MOKSHA 4542 University way NE, Seattle Wa
SAT. MAY 7th. 9 - 12
Fourth City Reinhold and Kamui

ez

Monday, May 02, 2005

Getting screens

So I guess you want some actual info. Well your prints will only be as good as the gear you use. Lots of folks make the mistake in thinking it is more cost effective to stretch their own screens. This is the first step in having an absolutely miserable time with the whole process of screenprinting. I suggest you use Professional grade pre stretched screens from somebody like Dimensional Products or whoever is your local screen/sign supply company. This cuts down on the time you waste trying to stretch and restretch your screens. I have screens that I bought for $25 eight years ago that I still use regularly, which makes it a well made investment. When you do buy screens you will be asked what mesh you will want. The mesh is how porous the screen is so the more/ finer the detail the higher the mesh you want. If you are printing textiles with water based inks you should start with a 125 mesh screen for not so much detail to 355 mesh for 4-color process. If you use plastisol inks well, you can go as low as 110 mesh and up to 355 for process inks.
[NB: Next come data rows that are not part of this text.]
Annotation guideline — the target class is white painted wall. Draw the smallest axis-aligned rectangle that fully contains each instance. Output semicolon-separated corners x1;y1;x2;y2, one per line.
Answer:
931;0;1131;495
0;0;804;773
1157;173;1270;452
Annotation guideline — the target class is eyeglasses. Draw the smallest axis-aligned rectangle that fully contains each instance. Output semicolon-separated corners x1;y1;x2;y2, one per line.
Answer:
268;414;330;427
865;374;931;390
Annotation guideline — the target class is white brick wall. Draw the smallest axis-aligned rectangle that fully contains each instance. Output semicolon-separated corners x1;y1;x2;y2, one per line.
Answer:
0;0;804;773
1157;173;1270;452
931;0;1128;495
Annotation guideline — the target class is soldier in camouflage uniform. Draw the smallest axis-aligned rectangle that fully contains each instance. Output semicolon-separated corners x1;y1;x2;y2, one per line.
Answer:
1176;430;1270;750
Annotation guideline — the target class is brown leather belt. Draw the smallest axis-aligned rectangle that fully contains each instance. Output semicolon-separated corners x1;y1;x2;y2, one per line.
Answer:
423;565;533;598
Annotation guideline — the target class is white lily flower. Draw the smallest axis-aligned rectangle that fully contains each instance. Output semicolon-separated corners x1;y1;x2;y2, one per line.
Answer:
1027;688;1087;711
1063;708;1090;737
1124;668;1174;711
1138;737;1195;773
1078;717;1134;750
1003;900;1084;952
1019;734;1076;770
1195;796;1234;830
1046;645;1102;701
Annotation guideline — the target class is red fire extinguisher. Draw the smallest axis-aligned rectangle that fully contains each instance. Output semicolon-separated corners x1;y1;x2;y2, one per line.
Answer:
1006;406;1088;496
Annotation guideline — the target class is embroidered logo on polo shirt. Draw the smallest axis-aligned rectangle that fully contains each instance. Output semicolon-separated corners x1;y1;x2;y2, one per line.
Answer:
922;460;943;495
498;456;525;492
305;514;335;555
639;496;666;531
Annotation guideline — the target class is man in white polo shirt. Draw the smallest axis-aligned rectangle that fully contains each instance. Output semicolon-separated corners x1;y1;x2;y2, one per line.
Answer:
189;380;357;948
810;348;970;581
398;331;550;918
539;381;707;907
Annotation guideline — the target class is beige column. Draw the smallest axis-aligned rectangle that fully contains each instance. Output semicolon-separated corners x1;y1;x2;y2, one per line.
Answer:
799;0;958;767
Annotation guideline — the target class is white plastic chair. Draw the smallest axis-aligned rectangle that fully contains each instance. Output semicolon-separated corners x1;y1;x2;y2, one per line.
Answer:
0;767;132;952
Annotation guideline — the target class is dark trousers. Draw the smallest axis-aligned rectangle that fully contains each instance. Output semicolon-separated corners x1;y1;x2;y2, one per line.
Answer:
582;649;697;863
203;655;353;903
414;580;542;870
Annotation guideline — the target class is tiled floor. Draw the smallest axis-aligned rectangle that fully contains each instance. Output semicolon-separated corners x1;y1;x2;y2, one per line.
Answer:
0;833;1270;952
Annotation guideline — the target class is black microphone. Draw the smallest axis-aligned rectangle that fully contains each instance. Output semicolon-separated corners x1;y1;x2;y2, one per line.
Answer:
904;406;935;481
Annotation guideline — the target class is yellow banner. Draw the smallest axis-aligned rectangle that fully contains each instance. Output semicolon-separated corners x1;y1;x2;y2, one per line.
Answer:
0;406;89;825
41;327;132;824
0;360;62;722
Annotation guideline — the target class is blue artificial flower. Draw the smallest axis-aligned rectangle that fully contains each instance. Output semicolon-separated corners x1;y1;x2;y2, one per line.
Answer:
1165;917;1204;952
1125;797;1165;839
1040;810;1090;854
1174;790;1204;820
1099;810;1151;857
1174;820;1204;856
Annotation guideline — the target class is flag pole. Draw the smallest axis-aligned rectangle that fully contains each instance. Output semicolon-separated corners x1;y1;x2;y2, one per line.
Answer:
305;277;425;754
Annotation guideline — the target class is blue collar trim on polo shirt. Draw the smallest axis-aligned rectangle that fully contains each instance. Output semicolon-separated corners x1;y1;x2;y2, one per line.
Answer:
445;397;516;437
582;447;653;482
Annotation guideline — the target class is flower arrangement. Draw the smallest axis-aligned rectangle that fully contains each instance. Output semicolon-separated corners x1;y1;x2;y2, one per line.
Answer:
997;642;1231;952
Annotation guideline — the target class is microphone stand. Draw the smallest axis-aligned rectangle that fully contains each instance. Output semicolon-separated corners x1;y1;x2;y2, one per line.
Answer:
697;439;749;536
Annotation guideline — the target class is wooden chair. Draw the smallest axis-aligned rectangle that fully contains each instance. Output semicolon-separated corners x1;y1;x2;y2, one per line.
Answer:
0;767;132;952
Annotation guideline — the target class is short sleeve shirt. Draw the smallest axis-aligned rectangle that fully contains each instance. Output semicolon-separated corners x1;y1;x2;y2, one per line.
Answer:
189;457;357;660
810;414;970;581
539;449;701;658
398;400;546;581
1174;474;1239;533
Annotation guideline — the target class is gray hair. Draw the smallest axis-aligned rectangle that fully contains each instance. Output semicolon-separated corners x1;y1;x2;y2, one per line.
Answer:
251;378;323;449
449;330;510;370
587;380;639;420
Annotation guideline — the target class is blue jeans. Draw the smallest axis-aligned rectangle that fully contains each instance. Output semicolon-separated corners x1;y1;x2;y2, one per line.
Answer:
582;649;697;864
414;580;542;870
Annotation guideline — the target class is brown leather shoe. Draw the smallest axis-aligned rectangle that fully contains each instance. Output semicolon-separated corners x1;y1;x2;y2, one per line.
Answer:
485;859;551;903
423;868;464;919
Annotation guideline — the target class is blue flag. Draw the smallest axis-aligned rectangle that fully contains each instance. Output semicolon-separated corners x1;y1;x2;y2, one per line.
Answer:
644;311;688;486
If you plan to print with metallic inks I suggest you go with as low a mesh as possible,
The metal flakes will clog up the higher mesh screens. If You Plan on printing paper You will only want to get 355 mesh screens. When you buy screens they need to be abraded and degreased before you coatthem with your emulsion. The Print industry makes all of these nifty products to help you with this process but I have found that a bit of elbow grease and Simple Green work fine. You should buy yourself a nice stiff nylon bristled scrub brush to do the abrading and a bottle of Simple Green to act as the degreaser. First wet your screen then put a bit of the soap on it and go to work with your scrub brush. Don't be gentle 'cuz you really want to rough up the fiber of the screen mesh so that it will hold the emulsion to it. As for emulsion I have not had any problems with Ulano's QTX, Its pretty easy to use. I also suggest you get yourself a emulsion scoop to coat your screens. It's another thing that folks skip thinking they are saving money but it will save you considerable time and heartache. As for coating screens that is pretty much a technique that will come with time, be patient. Some screensupply shops do offer coating and burning of the screens you buy so unless you plan on doing alot of printing that may be the way you want to go.
ez

Friday, April 29, 2005

Got to have tough wrists

So for anybody who stumbles into this dark corner of the web My name is Damion and I am a printer. At one time I did alot of contract printing of Posters and shirts and whatnot, Now I pretty much strictly print for myself.I recently did a stint as technical adviser to the silkscreen printing club at Cornish College of Arts and I realized that maybe somebody would be interested in hearing my low budget /high quality screenprinting tips. Hand Pulled will be dedicated to discussing the finer aspects of good old fashioned serigraphy by hand regardless if it is on a piece of paper, a shirt, mirror, or whatever. I am sure You will get a big dose of design opinion as well.